Apple shares have risen to a 2021 high of $182.13, which will be an important level in the coming weeks.
The new iPhone 15 is about to be released, and there are rumors that its price will be higher than that of the iPhone 14. Apple’s iPhone 15 Pro in the US could cost between $1,099 and $1,199, while the iPhone 14 Pro costs $999. The iPhone 15 Pro Max could cost $1,199 or $1,299, while the current model has an asking price of $1,099.
Apple is likely to respond to the impact of slowing sales this year by reducing inflationary pressures.
It is said that the iPhone 15 will launch in September and may last longer. According to a new report published on August 21, these phones could charge up to 35W, which means that charging speeds could be up to 100% faster. The iPhone 14 Pro has a power cap of 27W, while the standard iPhone 14 has a power cap of 20W.
September 4 is Labor Day weekend, and there is speculation that an announcement will be made around September 14, with a new iPhone released a week later.
Morgan Stanley said Apple was the “least owned” big tech stock it tracked. Analysts led by Eric Woodling said:
“In our view, this reflects Apple’s significant weight in the market index, especially after the market outperformed the market by 30 points at the end of July. It also reflects investors’ concerns about the divergence between valuations and short-term fundamentals (F4Q guidance suggests revenue will decline year-over-year for the fourth consecutive quarter).”

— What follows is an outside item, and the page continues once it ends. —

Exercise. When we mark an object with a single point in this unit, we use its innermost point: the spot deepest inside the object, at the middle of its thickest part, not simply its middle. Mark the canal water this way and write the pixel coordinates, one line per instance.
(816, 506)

In addition, they noted that while demand for Macs and iPads remains “challenging,” the company said growth in the September quarter may be in the “right place” with year-over-year iPhone growth and accelerated growth in the services business.
The analyst added:
“As a result, we expect Wall Street earnings per share to rise 5% in fiscal 2024 and expect the stock to outperform as growth accelerates, margins widen year over year, and consensus expectations move higher.”